It is unreasonable to expect any undergraduate curriculum to include full coverage of all conditions within paediatrics. Nor would that approach be beneficial to most of the students (only a minority of whom will go on to practice paediatrics). However, it would seem sensible that a student should be expected to acquire the most basic, common, and relevant knowledge first and foremost. The only means by ensuring that they have obtained this knowledge is by assessing it.
When the test item difficulty for the MAC examination was ranked within each group, a Spearman’s rank correlation indicated a positive correlation. This illustrates that, broadly, all three groups found the same questions relatively difficult/easy. This adds an element of reliability to the MAC examination as not just are the overall scores equivalent between the two-year groups, but individual question performance is comparable as well.
It is generally accepted that for an Multiple Choice Question (MCQ) examination, adequate internal consistency is demonstrated by a Cronbach's alpha of at least 0.7 (8). The low level of Cronbach's alpha seen with the MAC examination may be explained by a poor spread of questions. The examination was limited, for the purpose of improving participation, to only 30 questions and thus it is inevitable that there will be aspects of the curriculum that remain untested. It is known that increasing the number of test items will statistically improve the reliability of MCQ's (9). High stakes MCQ examinations would generally have many more than 30 items. When compared with the RCSI official written paper, for example, they use 120 items, which would vastly improve the alpha of the MAC.

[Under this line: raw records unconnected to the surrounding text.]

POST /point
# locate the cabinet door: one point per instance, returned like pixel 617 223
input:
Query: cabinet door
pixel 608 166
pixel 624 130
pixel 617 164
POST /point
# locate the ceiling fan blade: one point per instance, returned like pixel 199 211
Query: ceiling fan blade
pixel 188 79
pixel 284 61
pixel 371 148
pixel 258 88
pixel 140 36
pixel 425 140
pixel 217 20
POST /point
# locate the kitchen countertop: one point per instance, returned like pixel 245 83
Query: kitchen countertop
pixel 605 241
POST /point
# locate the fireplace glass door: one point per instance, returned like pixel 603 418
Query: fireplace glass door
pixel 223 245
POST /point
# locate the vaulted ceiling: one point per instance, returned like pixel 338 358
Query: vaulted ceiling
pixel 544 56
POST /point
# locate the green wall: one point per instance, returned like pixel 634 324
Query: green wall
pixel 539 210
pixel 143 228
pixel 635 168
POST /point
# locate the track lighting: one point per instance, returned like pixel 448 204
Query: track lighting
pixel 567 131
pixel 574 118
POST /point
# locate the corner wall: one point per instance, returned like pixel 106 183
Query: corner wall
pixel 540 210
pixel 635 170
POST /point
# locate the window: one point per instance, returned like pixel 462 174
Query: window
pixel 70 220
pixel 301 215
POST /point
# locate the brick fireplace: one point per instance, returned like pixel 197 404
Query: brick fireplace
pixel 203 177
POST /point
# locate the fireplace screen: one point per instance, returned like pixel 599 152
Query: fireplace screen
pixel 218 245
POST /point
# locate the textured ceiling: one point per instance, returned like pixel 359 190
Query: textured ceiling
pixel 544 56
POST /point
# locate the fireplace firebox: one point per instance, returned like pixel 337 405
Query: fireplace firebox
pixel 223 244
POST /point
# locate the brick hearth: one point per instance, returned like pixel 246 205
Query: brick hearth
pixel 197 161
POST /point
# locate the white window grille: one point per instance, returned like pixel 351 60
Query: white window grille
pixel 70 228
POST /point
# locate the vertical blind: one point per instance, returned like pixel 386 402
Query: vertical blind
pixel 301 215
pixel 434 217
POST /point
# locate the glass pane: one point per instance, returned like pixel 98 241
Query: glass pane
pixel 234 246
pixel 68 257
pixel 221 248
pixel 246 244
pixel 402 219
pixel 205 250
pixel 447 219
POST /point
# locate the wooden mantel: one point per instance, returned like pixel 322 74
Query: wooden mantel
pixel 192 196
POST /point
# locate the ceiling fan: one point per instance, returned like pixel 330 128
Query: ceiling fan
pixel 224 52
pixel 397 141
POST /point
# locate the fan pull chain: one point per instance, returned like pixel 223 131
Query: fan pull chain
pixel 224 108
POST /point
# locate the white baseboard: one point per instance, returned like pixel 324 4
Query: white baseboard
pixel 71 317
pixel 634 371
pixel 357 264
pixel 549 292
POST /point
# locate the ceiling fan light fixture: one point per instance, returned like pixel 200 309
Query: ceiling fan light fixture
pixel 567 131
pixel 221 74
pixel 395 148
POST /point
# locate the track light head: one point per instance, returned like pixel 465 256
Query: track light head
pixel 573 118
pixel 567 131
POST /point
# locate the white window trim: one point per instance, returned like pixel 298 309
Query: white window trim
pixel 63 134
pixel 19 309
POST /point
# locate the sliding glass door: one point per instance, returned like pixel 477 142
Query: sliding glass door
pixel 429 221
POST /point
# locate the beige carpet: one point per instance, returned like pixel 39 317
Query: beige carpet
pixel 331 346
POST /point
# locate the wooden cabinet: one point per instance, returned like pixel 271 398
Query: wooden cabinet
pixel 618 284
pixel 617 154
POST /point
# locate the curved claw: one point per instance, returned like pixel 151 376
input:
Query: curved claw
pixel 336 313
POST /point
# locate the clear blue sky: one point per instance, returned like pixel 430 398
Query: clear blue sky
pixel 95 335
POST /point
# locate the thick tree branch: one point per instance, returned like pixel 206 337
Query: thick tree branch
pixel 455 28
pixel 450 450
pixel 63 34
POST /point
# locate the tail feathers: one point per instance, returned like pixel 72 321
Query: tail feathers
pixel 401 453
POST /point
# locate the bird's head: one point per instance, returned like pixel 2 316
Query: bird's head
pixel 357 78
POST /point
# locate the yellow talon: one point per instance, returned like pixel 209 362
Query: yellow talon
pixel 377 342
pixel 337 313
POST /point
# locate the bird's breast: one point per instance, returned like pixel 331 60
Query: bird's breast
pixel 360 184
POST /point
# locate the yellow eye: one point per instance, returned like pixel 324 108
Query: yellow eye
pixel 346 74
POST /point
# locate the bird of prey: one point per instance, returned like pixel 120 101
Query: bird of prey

Only two-thirds of students passed the MAC exam, whereas 96% of the same students passed their university paediatric examination (2). Their level of paediatric knowledge reflects the university curriculum, therefore there must be significant gaps between the university curriculum and the ‘hidden’ curriculum as determined by non-academic clinicians.
The Royal College of Paediatrics and Child Health (RCPCH) theory examination faculty find that an MCQ item which scores at least 0.2 on the discrimination index is deemed acceptable and therefore a re-usable question. Questions, which score less than 0.2, are not necessarily discarded, rather they go through a review process at one of the regular board meetings where the theory examiners revise the question to improve its future psychometric value. Interestingly, for the original intention of the MAC examination, one in which we hope the candidate proves to have a basic level of knowledge, this measure would not have been as appropriate or useful. The original intention was to design a paper in which the spread of marks would have been less and more bunched around a relatively high gross score, therein, preventing many of the questions displaying good discriminating ability as most candidates would be getting all of them correct. As it turned out, the paper was found to be relatively difficult with a low overall gross mean score and a wide spread of marks for many of the items which show good ability to discriminate candidates.
For a well-prepared group of examinees, item difficulty indices may range from 70-100% (10). Hence, the passing score is usually higher when the examinee group is more able (11). When the difficulty index moves towards high or low from 50%, the discriminating index becomes low. For example, if all the candidates get the question correct or incorrect then there is no way of using that question to discriminate between the best and worst candidates. However, if we omit questions from a potential question bank because the candidates have found it too easy or too hard then, in a sense, the candidates are setting the standard for the papers themselves. We should allow medical professionals to decide what the standard should be (as is the case with our study in using non-faculty clinicians to decide the questions) and then use a rigorous standard setting process such as Angoff to standard set the paper. If it just so happens that the questions are very easy, then this will result in a high passing score and successful candidates must correctly answer a higher-than-normal proportion of questions to pass the exam (as was envisaged for the MAC). Similarly, if the questions happen to be very difficult then this will be corrected for by good standard setting. In that scenario the student need only get a few questions correct to pass.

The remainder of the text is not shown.